At the time, then Transport Minister Derek Mackay said the upgrade would be delivered “as soon as possible”.
But Mr Brown has now admitted he does not know when the £24million work will be done and suggested it could take up to a decade.
Tory MSP Alex Johnstone branded the apparent timescale unbelievable, while Liberal Democrat MSP Mike Rumbles blasted the revelation as “broken promise”.
Mr Brown, who serves in the Economy portfolio, told parliament his government had shown “strong support” for the region.
But Mr Johnstone said: “People in the Mearns will be outraged to hear that the SNP is now saying it could be another 10 years before the long-awaited Laurencekirk flyover across the A90 is completed.

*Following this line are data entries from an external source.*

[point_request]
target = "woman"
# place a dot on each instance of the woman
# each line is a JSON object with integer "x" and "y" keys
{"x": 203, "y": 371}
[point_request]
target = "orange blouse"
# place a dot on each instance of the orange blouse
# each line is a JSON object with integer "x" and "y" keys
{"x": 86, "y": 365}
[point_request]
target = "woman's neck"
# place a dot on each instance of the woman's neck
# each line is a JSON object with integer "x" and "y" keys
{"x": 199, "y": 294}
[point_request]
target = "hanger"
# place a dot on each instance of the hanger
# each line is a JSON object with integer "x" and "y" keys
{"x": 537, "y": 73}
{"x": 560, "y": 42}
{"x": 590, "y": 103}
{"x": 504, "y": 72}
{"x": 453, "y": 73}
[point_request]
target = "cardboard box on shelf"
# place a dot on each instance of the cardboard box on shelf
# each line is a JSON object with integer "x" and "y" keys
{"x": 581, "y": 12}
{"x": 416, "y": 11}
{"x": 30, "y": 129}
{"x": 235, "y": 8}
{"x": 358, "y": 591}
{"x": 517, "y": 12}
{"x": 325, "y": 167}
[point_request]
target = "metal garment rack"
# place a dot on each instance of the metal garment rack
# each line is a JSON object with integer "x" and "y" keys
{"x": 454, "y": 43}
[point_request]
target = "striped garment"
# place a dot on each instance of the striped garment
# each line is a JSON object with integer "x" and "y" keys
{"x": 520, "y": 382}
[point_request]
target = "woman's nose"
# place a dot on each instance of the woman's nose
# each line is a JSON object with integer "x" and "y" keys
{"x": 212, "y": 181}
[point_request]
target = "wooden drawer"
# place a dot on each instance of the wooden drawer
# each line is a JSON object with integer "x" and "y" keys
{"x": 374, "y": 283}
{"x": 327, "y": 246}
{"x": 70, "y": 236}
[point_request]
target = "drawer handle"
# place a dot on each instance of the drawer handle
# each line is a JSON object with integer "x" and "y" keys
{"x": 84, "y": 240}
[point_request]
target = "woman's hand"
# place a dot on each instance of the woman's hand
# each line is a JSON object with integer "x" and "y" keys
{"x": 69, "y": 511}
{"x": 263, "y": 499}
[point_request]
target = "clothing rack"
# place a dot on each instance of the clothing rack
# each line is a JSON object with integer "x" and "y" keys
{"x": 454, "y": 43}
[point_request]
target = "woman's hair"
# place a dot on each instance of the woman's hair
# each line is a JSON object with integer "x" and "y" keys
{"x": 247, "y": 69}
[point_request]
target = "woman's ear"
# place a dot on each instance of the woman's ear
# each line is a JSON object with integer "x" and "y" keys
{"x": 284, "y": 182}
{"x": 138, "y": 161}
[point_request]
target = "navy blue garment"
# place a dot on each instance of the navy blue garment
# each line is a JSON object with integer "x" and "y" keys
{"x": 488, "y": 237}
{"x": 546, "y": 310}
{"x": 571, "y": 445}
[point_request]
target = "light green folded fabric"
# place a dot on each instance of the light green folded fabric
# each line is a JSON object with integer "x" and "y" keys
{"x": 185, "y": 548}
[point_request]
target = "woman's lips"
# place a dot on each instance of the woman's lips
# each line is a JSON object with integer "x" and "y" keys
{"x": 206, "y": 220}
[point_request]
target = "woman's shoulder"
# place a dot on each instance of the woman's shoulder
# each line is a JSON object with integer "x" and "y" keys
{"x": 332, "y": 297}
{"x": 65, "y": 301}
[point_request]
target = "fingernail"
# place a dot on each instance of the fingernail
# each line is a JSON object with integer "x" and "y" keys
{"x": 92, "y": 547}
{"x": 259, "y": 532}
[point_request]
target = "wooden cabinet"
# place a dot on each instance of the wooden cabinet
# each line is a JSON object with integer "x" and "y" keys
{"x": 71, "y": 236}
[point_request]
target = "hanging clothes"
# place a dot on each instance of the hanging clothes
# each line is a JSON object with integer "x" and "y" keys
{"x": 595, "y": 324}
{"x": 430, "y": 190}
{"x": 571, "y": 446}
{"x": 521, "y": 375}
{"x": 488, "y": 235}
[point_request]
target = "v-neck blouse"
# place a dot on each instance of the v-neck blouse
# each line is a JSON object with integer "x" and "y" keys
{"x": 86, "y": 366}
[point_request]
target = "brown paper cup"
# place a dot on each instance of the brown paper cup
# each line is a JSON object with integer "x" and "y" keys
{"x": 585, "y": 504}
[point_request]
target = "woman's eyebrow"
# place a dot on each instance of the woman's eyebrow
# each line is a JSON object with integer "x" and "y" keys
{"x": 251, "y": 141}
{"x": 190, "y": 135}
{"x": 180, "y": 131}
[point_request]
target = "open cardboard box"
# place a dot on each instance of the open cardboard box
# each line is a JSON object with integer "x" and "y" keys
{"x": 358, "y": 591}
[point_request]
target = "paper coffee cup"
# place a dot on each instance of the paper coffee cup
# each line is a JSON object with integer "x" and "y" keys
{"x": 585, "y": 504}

“This announcement was made five months ago – with the typical fanfare we have become accustomed to – but it now seems that it was premature to say the least.”
Mr Rumbles added: “We’ve waited ten years for the SNP to upgrade the A90 Laurencekirk junction now we’re being told to wait ten more. It’s simply not good enough.”
Locals in Laurencekirk have been calling for action – in the form of a flyover or underpass – on the A90 Aberdeen-Dundee route at its junction with the A937 to Montrose for years.
When asked by SNP member Mairi Evans what the timescale was for the delivery of the flyover, Mr Brown told parliament: “The work will be undertaken over the course of the 10-year city deal period.”
He added that Transport Scotland would “progress the scheme” through “the relevant statutory procedures”, but “the possibility of inquiries means that we (the Scottish Government) cannot be absolutely definitive at this stage”.
Mr Brown also faced criticism from North East MSP Ross Thomson, who criticised a lack of “urgency” in delivering other projects, such as rail improvements to Dundee, which were announced alongside the Aberdeen City Region Deal.